Dans le rock, il est plus difficile d’innover. Nous avons cette mission en tant qu’artistes de ne pas rester dans cette nostalgie de ce qui a déjà été, de ne pas avoir peur d’innover. C’est comme marcher sur une corde raide.

Comment vous équilibrez-vous sur cette corde raide?

L’une des raisons pour lesquelles Cabaleta a commencé avec Guille est que nous avons senti que de nombreux artistes allaient d’un côté ou de l’autre de cette corde raide. D’un côté cette nostalgie extrême, des groupes qui sont des copies de groupes qui l’étaient, ou des groupes qui quittent complètement le genre. Nous voulions essayer de marcher sur cette corde raide.

Comment est ton activité dans une ville comme Miami? Quels espaces y a-t-il pour des projets comme Cabaleta?

Miami est une ville très intéressante car elle n’est jamais immobile, dans le sens où elle est en constante évolution. Il est difficile de trouver une culture qui ne soit pas ça: changer, mélanger. Un bar ou une discothèque n’est pas ouvert depuis plus de deux ans, tout s’ouvre, se ferme, les noms changent. Cela signifie que nous devons nous adapter à différents marchés, mais pour la même raison, il est difficile de se démarquer dans cette ville. Il y a des villes qui sont très fortes dans certains genres ou dans lesquelles des scènes peuvent être identifiées. Ici c’est comme une soupe, il y a de bons artistes de tous genres, mais il n’y a pas de scènes.

On a envie de sauter d’un aquarium à l’autre. Nous ne nous sentons pas à 100% identifiés avec Miami, mais pas à 100% identifié à Bogotá, ni à aucune autre ville ou pays. Notre vie a été cela.

Et d’après ça, au sein de ce mouvement et de ce fan, quel public, quelles oreilles veulent-ils conquérir?
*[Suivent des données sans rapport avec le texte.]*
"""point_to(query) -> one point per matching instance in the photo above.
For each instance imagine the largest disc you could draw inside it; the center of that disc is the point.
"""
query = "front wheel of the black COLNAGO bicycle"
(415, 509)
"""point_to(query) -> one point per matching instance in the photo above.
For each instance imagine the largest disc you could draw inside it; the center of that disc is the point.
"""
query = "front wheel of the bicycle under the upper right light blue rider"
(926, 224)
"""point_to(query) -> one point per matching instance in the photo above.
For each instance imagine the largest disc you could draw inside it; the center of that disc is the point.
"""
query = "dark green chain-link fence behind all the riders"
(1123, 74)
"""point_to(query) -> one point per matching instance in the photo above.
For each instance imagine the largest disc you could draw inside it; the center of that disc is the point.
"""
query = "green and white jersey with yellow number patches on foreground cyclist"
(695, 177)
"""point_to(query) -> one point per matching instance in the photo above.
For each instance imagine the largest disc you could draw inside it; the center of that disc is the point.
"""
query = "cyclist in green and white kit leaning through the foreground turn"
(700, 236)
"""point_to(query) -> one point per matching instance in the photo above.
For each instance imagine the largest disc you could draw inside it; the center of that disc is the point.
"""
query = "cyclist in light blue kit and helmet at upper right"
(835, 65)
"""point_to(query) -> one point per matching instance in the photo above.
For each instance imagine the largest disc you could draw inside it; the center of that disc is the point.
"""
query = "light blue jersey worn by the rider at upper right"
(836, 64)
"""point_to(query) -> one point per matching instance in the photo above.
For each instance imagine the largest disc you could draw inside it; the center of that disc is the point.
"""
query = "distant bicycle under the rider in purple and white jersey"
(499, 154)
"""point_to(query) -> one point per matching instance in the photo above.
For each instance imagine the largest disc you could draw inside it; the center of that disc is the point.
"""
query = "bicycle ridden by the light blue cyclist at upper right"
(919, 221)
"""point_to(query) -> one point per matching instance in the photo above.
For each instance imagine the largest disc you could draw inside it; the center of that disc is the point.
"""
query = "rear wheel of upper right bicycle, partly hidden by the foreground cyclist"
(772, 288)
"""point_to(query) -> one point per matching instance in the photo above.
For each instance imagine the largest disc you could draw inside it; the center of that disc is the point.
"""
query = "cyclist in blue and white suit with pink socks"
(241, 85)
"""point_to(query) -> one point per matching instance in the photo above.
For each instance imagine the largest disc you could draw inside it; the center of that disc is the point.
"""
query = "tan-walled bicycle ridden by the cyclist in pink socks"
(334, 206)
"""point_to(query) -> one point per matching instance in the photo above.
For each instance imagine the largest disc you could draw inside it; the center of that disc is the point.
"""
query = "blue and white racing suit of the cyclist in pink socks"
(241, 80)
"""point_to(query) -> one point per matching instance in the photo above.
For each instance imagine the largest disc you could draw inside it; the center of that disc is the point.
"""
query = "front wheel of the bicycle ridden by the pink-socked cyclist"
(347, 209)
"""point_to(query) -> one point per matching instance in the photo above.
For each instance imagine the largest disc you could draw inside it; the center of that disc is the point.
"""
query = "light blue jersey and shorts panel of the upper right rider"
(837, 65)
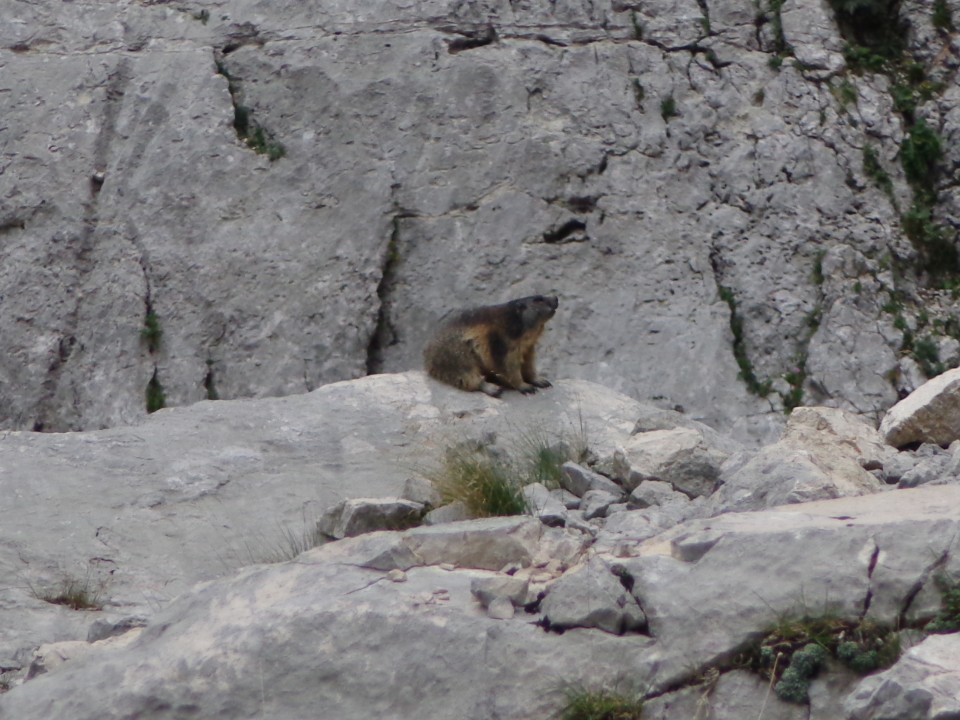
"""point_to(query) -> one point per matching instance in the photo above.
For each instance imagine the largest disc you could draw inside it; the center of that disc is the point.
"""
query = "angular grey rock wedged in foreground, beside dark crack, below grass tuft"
(592, 596)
Je pense que notre objectif est d’atteindre les gens qui aiment le son que nous voulons créer. Je veux dire les fans de rock, mais aussi les fans de nouveautés. Il y a beaucoup de gens qui sont des rockers, mais qui aiment aussi le reggaeton ou la house. Alors parfois, je pense que les groupes font l’erreur de déclarer la guerre à d’autres genres et je pense que ce n’est pas le cas. Nous aimerions toucher tout le monde: les fans de rock et les autres. Et nous serions ravis d’atteindre de nouvelles générations. Je pense que nous réussissons.
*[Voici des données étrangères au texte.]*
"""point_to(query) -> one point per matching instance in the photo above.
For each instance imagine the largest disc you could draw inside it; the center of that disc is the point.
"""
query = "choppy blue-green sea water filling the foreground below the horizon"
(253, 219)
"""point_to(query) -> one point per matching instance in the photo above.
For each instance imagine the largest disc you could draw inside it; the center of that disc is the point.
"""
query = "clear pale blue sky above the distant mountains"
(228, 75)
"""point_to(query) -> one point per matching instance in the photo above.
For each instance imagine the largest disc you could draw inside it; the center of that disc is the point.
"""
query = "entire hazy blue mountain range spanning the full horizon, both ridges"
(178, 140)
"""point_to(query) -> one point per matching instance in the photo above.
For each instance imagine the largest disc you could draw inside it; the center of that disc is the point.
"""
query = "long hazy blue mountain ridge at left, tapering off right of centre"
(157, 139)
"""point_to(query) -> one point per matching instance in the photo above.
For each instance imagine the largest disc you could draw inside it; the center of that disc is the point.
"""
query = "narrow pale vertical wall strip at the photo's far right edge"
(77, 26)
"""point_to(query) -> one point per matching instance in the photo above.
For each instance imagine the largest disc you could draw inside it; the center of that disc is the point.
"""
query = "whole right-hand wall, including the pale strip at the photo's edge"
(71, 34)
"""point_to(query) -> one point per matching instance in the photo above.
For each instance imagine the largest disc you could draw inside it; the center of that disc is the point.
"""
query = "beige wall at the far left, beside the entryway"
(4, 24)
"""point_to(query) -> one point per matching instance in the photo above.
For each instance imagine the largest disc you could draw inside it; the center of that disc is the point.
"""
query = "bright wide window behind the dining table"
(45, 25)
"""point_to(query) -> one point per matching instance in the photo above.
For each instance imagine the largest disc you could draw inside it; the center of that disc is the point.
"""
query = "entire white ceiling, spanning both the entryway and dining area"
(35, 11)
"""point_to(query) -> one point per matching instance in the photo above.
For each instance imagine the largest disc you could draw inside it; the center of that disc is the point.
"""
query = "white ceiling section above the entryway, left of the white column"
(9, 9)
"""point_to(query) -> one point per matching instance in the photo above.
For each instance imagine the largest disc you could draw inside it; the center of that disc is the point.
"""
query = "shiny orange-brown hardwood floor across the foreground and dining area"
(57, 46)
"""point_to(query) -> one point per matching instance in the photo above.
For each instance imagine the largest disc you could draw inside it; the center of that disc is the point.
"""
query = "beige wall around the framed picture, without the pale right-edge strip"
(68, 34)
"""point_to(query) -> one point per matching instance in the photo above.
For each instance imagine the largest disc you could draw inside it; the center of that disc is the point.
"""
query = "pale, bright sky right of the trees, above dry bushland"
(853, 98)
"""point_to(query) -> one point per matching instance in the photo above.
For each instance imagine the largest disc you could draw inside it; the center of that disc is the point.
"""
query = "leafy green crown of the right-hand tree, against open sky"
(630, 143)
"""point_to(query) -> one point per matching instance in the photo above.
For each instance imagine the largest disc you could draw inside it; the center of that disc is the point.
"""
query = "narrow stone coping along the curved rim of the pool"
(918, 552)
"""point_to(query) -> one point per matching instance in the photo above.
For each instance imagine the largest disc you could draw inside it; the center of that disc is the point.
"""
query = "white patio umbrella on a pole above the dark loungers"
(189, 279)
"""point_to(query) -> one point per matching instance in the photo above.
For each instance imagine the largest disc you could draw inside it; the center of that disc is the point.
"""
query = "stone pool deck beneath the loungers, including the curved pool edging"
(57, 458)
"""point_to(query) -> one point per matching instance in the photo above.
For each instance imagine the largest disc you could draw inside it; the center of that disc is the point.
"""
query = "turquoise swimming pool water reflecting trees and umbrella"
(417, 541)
À quoi ressemble un concert de Cabaleta?

C’est quelque chose de très grossier. C’est ce qu’on entend sur l’album, c’est ça, mais le fait qu’on ne soit que deux et qu’on reçoive toujours les mêmes commentaires après les concerts, ne pas pouvoir croire que tout ce son vient de deux personnes est très impressionnant. Beaucoup de gens en écoutant l’album pensent que nous mettons plus de choses dans l’enregistrement et ils sont surpris quand il est en direct. C’est beaucoup de ça.

Et de notre point de vue, c’est tout. C’est la raison pour laquelle j’ai toujours voulu être musicien, c’est comme ça que je suis tombé amoureux de la musique, à cause des concerts. A cause de cette énergie, cette conversation entre le public et l’artiste m’a toujours paru magique.

C’est une décharge très forte. Je pense que c’est l’une des grandes vertus de la musique et des genres lourds. Des genres comme le rock qui est un endroit que vous pouvez télécharger. C’est comme une méditation très bruyante.

Charles

Charles

Lorsque je n'écris pas d'article, je suis un compositeur et tromboniste qui crée de la musique pour les improvisateurs. Je suis par ailleurs actif dans le domaine des performances musicales en réseau depuis 2012 et a notamment joué, composé et coproduit des dizaines de concerts télématiques avec des collaborateurs en Amérique du Sud et du Nord, en Corée et en Europe.